Within a week, Bigfoot-believers from around the world have formed a posse and mounted an expedition to the site of the discovery, and are combing the area for footprints and tufts of hair and piles of dung. Soon, says their leader, they will have a batch of definitive DNA, and then the scoffers will be shown up for the corrupt, fossilized, obsolete truth-deniers that they are.

Very soon.

The Story of Zeb and Thank You and Good Night

Thank you for bringing me this fish.

Thank you means … Thank you means you did something good for me. Or something you thought was good. And that good thing was giving me a fish. So that made me happy, but the part that really made me happy was that you wanted me to be happy. That’s what Thank you means.

No, you don’t need to give me another fish. I am happy enough for now.

Don’t you want to hear about Zeb?

Then you must listen.

After Zeb came back from the high and tall mountains with snow on top, and after he had taken off the skin of the bear and put it on himself, he said Thank You to the bear. To the spirit of the bear.

Because the bear didn’t eat him, but allowed him to eat it instead, and also because it gave him its fur skin to put on.

A spirit is the part of you that doesn’t die when your body dies.

Dies is … it’s what the fish do when they are caught and then cooked.

No, it is not only fish that die. People do it as well.

Yes. Everyone.

Yes, you as well. Sometime. Not yet. Not for a long time.

I don’t know why. Crake made it that way.

Because …

Because if nothing ever died, but everything had more and more babies, the world would get too full and there wouldn’t be any room.

No, you will not be cooked on a fire when you die.

Because you are not a fish.

No, the bear was not a fish either. And it died in a bear way. Not in a fish way. So it was not cooked on a fire.

Yes, maybe Zeb said Thank You to Oryx too. As well as to the bear.

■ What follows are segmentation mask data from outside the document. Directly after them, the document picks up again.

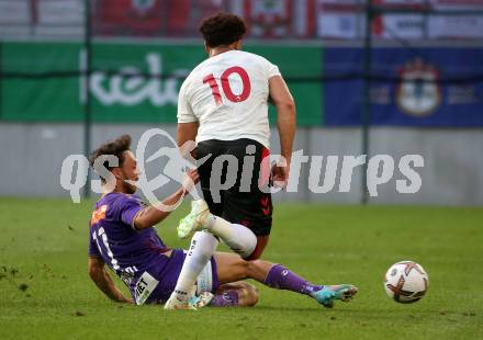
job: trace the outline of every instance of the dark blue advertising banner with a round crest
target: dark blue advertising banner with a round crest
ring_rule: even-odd
[[[483,126],[483,48],[374,48],[371,54],[370,124]],[[362,48],[325,48],[325,76],[335,79],[324,84],[325,125],[362,123],[363,61]]]

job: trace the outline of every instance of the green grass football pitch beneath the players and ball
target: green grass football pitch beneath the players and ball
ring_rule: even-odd
[[[165,311],[112,303],[90,281],[91,205],[0,199],[0,339],[483,338],[482,208],[277,204],[263,258],[312,282],[353,283],[353,302],[326,309],[256,283],[252,308]],[[188,247],[175,229],[187,211],[157,227],[167,245]],[[412,305],[382,285],[401,260],[429,274],[427,295]]]

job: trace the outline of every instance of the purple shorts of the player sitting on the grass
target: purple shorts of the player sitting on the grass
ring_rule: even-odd
[[[166,265],[160,270],[156,267],[151,267],[148,272],[159,281],[156,288],[146,299],[146,304],[164,304],[168,301],[172,291],[175,291],[178,276],[181,272],[181,268],[187,254],[181,249],[173,249],[171,257]],[[200,276],[198,276],[198,292],[215,292],[218,286],[218,276],[216,272],[216,262],[214,258],[211,258],[210,262],[203,269]]]

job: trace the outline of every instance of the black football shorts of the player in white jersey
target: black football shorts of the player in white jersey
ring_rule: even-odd
[[[210,139],[198,144],[196,159],[207,155],[198,171],[210,212],[246,226],[256,236],[269,235],[273,211],[268,192],[270,151],[252,139]]]

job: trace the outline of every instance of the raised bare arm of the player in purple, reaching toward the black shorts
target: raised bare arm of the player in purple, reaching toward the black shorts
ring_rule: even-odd
[[[173,206],[177,202],[179,202],[179,200],[183,199],[186,194],[193,189],[193,185],[196,184],[200,180],[196,170],[189,170],[186,175],[187,178],[181,188],[161,202],[164,206]],[[134,217],[134,226],[136,227],[136,229],[150,228],[168,217],[170,212],[162,209],[160,206],[160,204],[159,206],[149,205],[139,211],[136,217]]]

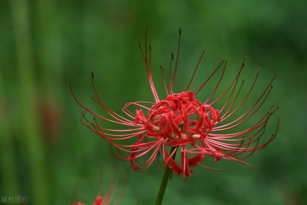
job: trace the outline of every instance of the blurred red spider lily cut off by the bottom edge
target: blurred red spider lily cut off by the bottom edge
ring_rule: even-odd
[[[116,170],[116,169],[115,169]],[[102,176],[102,172],[100,175],[100,183],[99,183],[99,191],[98,191],[98,195],[95,199],[95,202],[93,203],[93,205],[109,205],[111,203],[112,198],[114,197],[116,190],[119,186],[119,182],[120,182],[120,178],[121,178],[121,173],[119,173],[117,179],[115,180],[115,175],[116,175],[116,171],[113,171],[110,183],[108,185],[107,188],[107,192],[105,193],[104,197],[100,196],[101,193],[101,188],[102,188],[102,181],[103,181],[103,176]],[[124,182],[124,186],[122,187],[121,192],[119,193],[116,201],[113,203],[113,205],[117,205],[119,203],[119,200],[122,198],[122,195],[124,194],[125,188],[127,186],[128,183],[128,175],[126,176],[125,182]],[[113,187],[114,185],[114,187]],[[112,189],[113,187],[113,189]],[[72,199],[72,201],[75,201],[75,199]],[[78,203],[72,203],[72,205],[85,205],[84,203],[78,202]]]

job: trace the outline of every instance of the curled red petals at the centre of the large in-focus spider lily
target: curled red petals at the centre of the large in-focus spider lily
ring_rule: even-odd
[[[143,124],[147,133],[140,136],[137,143],[133,144],[133,151],[152,147],[151,143],[143,143],[142,141],[145,137],[154,138],[154,142],[158,142],[157,147],[162,146],[165,161],[177,175],[181,172],[184,175],[192,175],[192,170],[188,168],[188,165],[194,167],[204,159],[205,153],[188,158],[186,155],[187,144],[191,144],[195,148],[201,148],[208,155],[219,157],[219,155],[214,154],[216,150],[212,151],[212,148],[206,146],[204,139],[212,131],[216,123],[220,122],[220,112],[214,110],[211,105],[201,104],[194,97],[195,95],[191,91],[169,95],[165,100],[159,101],[152,106],[148,117],[144,116],[142,109],[136,110],[133,125]],[[189,119],[191,115],[195,115],[197,120]],[[200,141],[200,147],[196,145],[196,141]],[[182,168],[170,158],[164,148],[165,145],[176,148],[181,146]],[[133,163],[134,158],[135,152],[131,152],[130,161],[133,164],[133,168],[140,169]]]

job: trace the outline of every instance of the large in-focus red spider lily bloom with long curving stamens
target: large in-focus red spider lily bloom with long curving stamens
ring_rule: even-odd
[[[115,155],[116,158],[120,160],[129,160],[134,170],[144,171],[150,166],[150,164],[152,164],[156,156],[161,151],[163,156],[163,162],[161,164],[163,164],[164,166],[166,166],[167,164],[176,175],[180,175],[180,173],[182,173],[185,179],[185,175],[190,176],[193,173],[193,171],[189,167],[195,167],[197,165],[206,167],[200,164],[203,161],[205,155],[214,157],[215,161],[220,161],[220,159],[223,158],[226,160],[238,161],[242,164],[247,164],[242,160],[249,157],[254,151],[264,148],[275,138],[278,130],[278,125],[276,132],[272,134],[272,136],[266,143],[261,145],[258,143],[259,139],[263,136],[268,119],[276,111],[276,109],[272,111],[273,106],[251,128],[245,129],[241,132],[233,132],[232,128],[242,124],[243,122],[251,118],[251,116],[253,116],[255,112],[262,106],[263,102],[266,100],[272,89],[271,83],[276,75],[268,84],[259,99],[255,102],[254,105],[251,106],[250,109],[244,112],[239,118],[231,121],[230,123],[223,124],[223,121],[228,119],[233,113],[235,113],[251,93],[251,90],[254,87],[255,81],[258,77],[259,70],[257,71],[257,75],[253,85],[251,86],[251,89],[238,106],[234,106],[234,104],[237,100],[237,96],[241,90],[244,80],[239,88],[239,91],[237,91],[237,94],[235,95],[234,93],[235,88],[238,87],[238,80],[241,70],[244,67],[245,58],[243,60],[239,73],[237,74],[231,85],[215,101],[208,103],[208,101],[212,98],[213,94],[216,92],[217,87],[220,85],[221,79],[226,68],[226,60],[225,65],[223,66],[224,68],[222,75],[220,77],[220,80],[217,82],[214,92],[208,98],[207,101],[201,103],[200,101],[195,99],[195,96],[208,82],[212,75],[224,63],[223,61],[216,68],[212,75],[209,76],[208,80],[205,81],[204,84],[201,85],[201,87],[195,93],[193,93],[192,91],[188,91],[192,79],[195,75],[196,69],[201,60],[201,57],[204,54],[203,52],[186,91],[181,93],[174,93],[173,84],[177,71],[177,62],[179,56],[181,35],[180,30],[179,46],[173,80],[171,80],[171,65],[172,61],[174,60],[173,53],[170,63],[169,91],[167,89],[165,78],[163,76],[163,68],[161,67],[164,86],[168,96],[164,100],[160,101],[155,86],[153,84],[151,57],[147,57],[147,29],[145,37],[145,54],[142,51],[140,43],[139,47],[146,62],[149,83],[155,102],[138,101],[127,103],[122,109],[122,111],[126,114],[126,117],[122,117],[102,104],[95,91],[95,86],[93,82],[94,75],[93,73],[91,73],[93,88],[97,100],[93,97],[92,99],[103,107],[103,109],[111,117],[109,119],[104,116],[99,116],[98,114],[95,114],[89,108],[85,108],[77,101],[74,93],[72,92],[77,103],[86,110],[82,114],[81,123],[87,128],[99,134],[103,139],[114,145],[118,149],[120,154],[120,156]],[[149,50],[149,55],[151,56],[151,45],[149,46]],[[220,101],[223,96],[227,95],[229,95],[229,97],[221,108],[216,109],[213,107],[217,101]],[[231,100],[231,97],[234,97],[234,100]],[[136,109],[136,112],[131,112],[130,110],[128,110],[130,106],[137,106],[138,109]],[[226,106],[229,108],[226,109]],[[252,110],[253,108],[255,109],[255,111]],[[233,110],[231,111],[231,109]],[[144,111],[146,112],[144,113]],[[87,118],[85,117],[86,112],[89,112],[94,115],[95,122],[90,122],[89,120],[87,120]],[[122,130],[103,128],[98,125],[98,122],[95,117],[116,124],[126,125],[130,128]],[[227,131],[229,133],[221,134],[221,131]],[[134,144],[126,145],[118,143],[131,138],[135,139],[136,142]],[[172,148],[170,153],[167,152],[168,147]],[[173,159],[177,150],[180,150],[181,154],[181,163],[179,164]],[[128,153],[129,156],[126,156],[123,152]],[[149,153],[150,157],[148,158],[148,160],[143,163],[138,162],[140,157],[145,155],[147,156]],[[243,153],[248,154],[240,156]],[[141,169],[136,163],[138,163],[138,165],[144,168]]]

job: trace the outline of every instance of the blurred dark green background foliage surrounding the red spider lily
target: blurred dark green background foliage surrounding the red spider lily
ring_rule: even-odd
[[[126,102],[154,101],[137,43],[145,47],[149,24],[153,79],[160,99],[166,95],[159,65],[168,68],[171,53],[177,52],[180,27],[175,92],[185,91],[202,48],[205,54],[190,88],[194,92],[228,59],[219,92],[224,91],[247,56],[242,100],[260,69],[240,113],[253,105],[277,73],[258,116],[270,104],[279,109],[260,142],[275,131],[278,116],[279,131],[265,149],[245,160],[257,167],[207,157],[202,164],[223,170],[199,166],[186,182],[182,175],[174,175],[164,204],[307,204],[306,8],[303,0],[2,0],[0,196],[20,194],[27,197],[27,204],[70,204],[77,182],[76,198],[91,204],[100,168],[105,172],[105,191],[115,164],[129,167],[129,162],[111,156],[104,140],[80,124],[82,109],[72,97],[69,79],[78,100],[97,113],[103,112],[89,97],[94,95],[91,72],[103,104],[117,113]],[[219,77],[216,74],[198,94],[200,101],[210,96]],[[119,204],[135,200],[153,204],[163,172],[156,163],[141,173],[131,171]]]

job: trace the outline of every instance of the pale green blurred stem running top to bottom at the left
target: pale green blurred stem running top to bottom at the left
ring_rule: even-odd
[[[19,119],[12,122],[18,127],[18,141],[24,144],[26,158],[29,164],[30,184],[27,188],[33,193],[28,198],[29,204],[45,204],[50,202],[47,180],[48,169],[45,160],[44,144],[42,142],[41,126],[37,110],[37,92],[34,78],[33,47],[30,35],[28,1],[10,1],[11,15],[14,29],[14,41],[16,44],[17,73],[19,78],[17,85]],[[19,131],[19,132],[18,132]],[[15,195],[12,193],[11,195]],[[21,193],[22,194],[22,193]]]

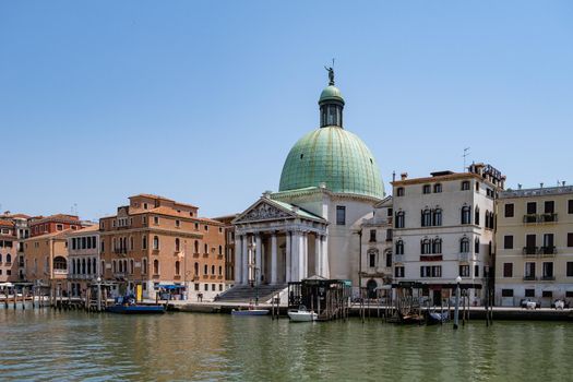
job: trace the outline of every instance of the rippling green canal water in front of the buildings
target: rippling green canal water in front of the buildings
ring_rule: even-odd
[[[0,380],[572,381],[573,325],[0,308]]]

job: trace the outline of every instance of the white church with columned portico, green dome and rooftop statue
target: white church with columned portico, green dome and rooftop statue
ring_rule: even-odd
[[[264,193],[232,222],[236,285],[320,276],[358,286],[360,223],[372,216],[384,186],[370,150],[344,129],[345,102],[329,74],[320,128],[290,150],[279,191]]]

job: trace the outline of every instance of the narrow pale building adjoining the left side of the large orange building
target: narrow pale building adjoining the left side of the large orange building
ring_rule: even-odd
[[[93,282],[102,277],[99,226],[94,225],[68,235],[68,290],[70,296],[85,296]]]

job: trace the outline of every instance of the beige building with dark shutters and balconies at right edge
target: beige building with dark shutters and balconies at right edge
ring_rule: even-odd
[[[573,299],[573,187],[502,192],[497,243],[498,305]]]

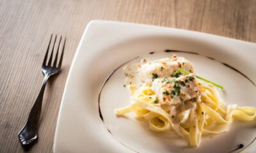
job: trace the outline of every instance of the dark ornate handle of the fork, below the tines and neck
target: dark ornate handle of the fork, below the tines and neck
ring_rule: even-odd
[[[28,120],[24,128],[19,133],[19,139],[22,145],[29,145],[30,143],[34,142],[37,139],[37,126],[38,126],[40,113],[42,110],[42,101],[44,97],[45,86],[47,84],[49,77],[50,75],[46,73],[44,76],[44,80],[43,80],[40,92],[29,113]]]

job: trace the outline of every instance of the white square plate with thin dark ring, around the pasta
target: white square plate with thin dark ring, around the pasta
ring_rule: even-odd
[[[181,29],[96,20],[86,27],[68,74],[53,151],[228,152],[243,143],[246,152],[255,152],[256,142],[250,143],[256,129],[247,124],[203,138],[200,147],[190,148],[186,141],[150,132],[132,117],[115,116],[113,110],[127,105],[129,98],[122,87],[122,64],[138,56],[158,59],[173,53],[192,61],[198,75],[223,85],[221,98],[227,104],[256,106],[254,43]],[[115,69],[100,96],[102,122],[99,92]]]

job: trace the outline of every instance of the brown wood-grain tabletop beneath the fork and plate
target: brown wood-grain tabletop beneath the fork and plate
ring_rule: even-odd
[[[63,71],[47,84],[39,140],[29,152],[52,152],[68,69],[90,20],[177,27],[256,42],[253,0],[0,1],[0,152],[24,152],[17,133],[38,94],[51,33],[67,36]],[[256,52],[256,51],[255,51]]]

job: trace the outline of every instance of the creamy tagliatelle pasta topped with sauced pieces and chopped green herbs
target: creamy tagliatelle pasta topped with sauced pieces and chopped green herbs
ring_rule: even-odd
[[[256,118],[254,107],[226,106],[214,85],[199,82],[193,65],[183,57],[143,59],[132,68],[124,69],[131,105],[116,109],[116,116],[133,112],[148,120],[152,131],[175,131],[188,137],[191,147],[197,147],[203,135],[228,131],[234,119]]]

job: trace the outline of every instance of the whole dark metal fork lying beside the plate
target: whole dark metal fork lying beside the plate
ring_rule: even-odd
[[[44,62],[42,64],[42,72],[44,73],[44,80],[43,80],[40,92],[36,98],[36,101],[29,113],[28,121],[26,122],[24,128],[22,128],[22,130],[19,132],[20,143],[25,148],[28,148],[28,146],[31,147],[31,144],[33,144],[33,142],[35,142],[35,140],[38,138],[38,134],[37,134],[38,121],[39,121],[40,113],[42,110],[42,101],[43,101],[44,91],[45,91],[45,86],[47,84],[47,81],[52,75],[56,75],[57,73],[59,73],[60,69],[61,69],[61,63],[63,61],[63,52],[65,49],[66,38],[63,43],[60,61],[58,62],[58,53],[61,50],[61,48],[60,48],[61,39],[62,39],[62,36],[60,36],[58,48],[56,50],[56,55],[52,61],[54,47],[55,47],[56,40],[57,40],[57,35],[55,36],[54,43],[53,43],[52,49],[51,49],[51,55],[49,57],[49,61],[47,62],[48,52],[51,48],[51,41],[52,41],[52,34],[51,34],[51,39],[49,41],[49,45],[48,45],[48,48],[47,48],[47,51],[46,51],[46,54],[44,57]]]

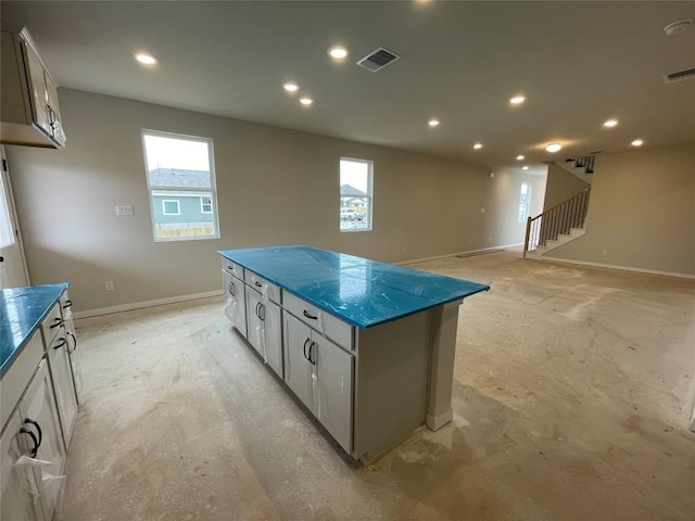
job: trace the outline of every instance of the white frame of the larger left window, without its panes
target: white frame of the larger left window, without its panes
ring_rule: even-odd
[[[210,173],[210,188],[198,188],[198,187],[167,187],[167,186],[153,186],[150,183],[150,171],[148,169],[148,149],[146,137],[152,136],[155,138],[168,138],[168,139],[179,139],[185,141],[197,141],[202,142],[207,145],[207,164],[208,164],[208,173]],[[140,139],[142,140],[142,158],[144,164],[144,177],[148,185],[148,196],[150,199],[150,221],[152,223],[152,239],[154,242],[179,242],[179,241],[203,241],[210,239],[219,239],[219,216],[217,213],[217,179],[215,175],[215,151],[213,145],[212,138],[205,138],[202,136],[190,136],[186,134],[178,132],[166,132],[162,130],[152,130],[149,128],[140,129]],[[173,167],[175,168],[175,167]],[[154,192],[159,192],[157,196],[163,196],[163,192],[174,193],[174,192],[184,192],[184,196],[198,196],[200,201],[203,198],[210,196],[212,208],[210,213],[202,212],[213,217],[213,227],[214,233],[210,236],[182,236],[182,237],[157,237],[156,232],[156,219],[155,219],[155,211],[154,211]],[[197,195],[198,194],[198,195]],[[205,194],[205,195],[202,195]],[[210,194],[210,195],[207,195]],[[164,202],[164,200],[163,200]],[[177,202],[179,202],[177,200]],[[162,205],[162,215],[181,215],[180,214],[180,202],[179,202],[179,213],[178,214],[164,214],[164,205]],[[202,209],[202,203],[201,203]]]

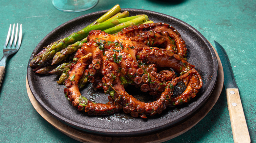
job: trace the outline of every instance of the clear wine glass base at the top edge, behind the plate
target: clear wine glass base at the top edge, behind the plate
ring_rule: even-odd
[[[53,6],[64,12],[81,12],[93,8],[99,0],[53,0]]]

Because Oryx let Zeb eat one of her Children. Oryx knows that some of her Children eat other ones; that is the way they are made. The ones with sharp teeth. So she knew that Zeb could eat one of her Children too, because he was very hungry.

I don’t know whether Zeb said Thank You to Crake. Maybe you could ask Zeb that, the next time you see him. Anyway, Crake is not in charge of bears. Oryx is in charge of bears.

Zeb put on the bear’s fur to keep warm.

Because he was very cold. Because it was colder there. Because of the mountains all around, with snow on the top.

Snow is water that is frozen into little pieces called snowflakes. Frozen is when water becomes hard like rock.

No, snowflakes have nothing to do with Snowman-the-Jimmy. I don’t know why part of his name is almost the same as a snowflake.

I am doing this thing with my hands on my forehead because I have a headache. A headache is when there is a pain in your head.

Thank you. I am sure purring would help. But it would also help if you would stop asking so many questions.

Yes, I think Amanda must have a headache too. Or some sort of ache. Perhaps you could do some purring for her.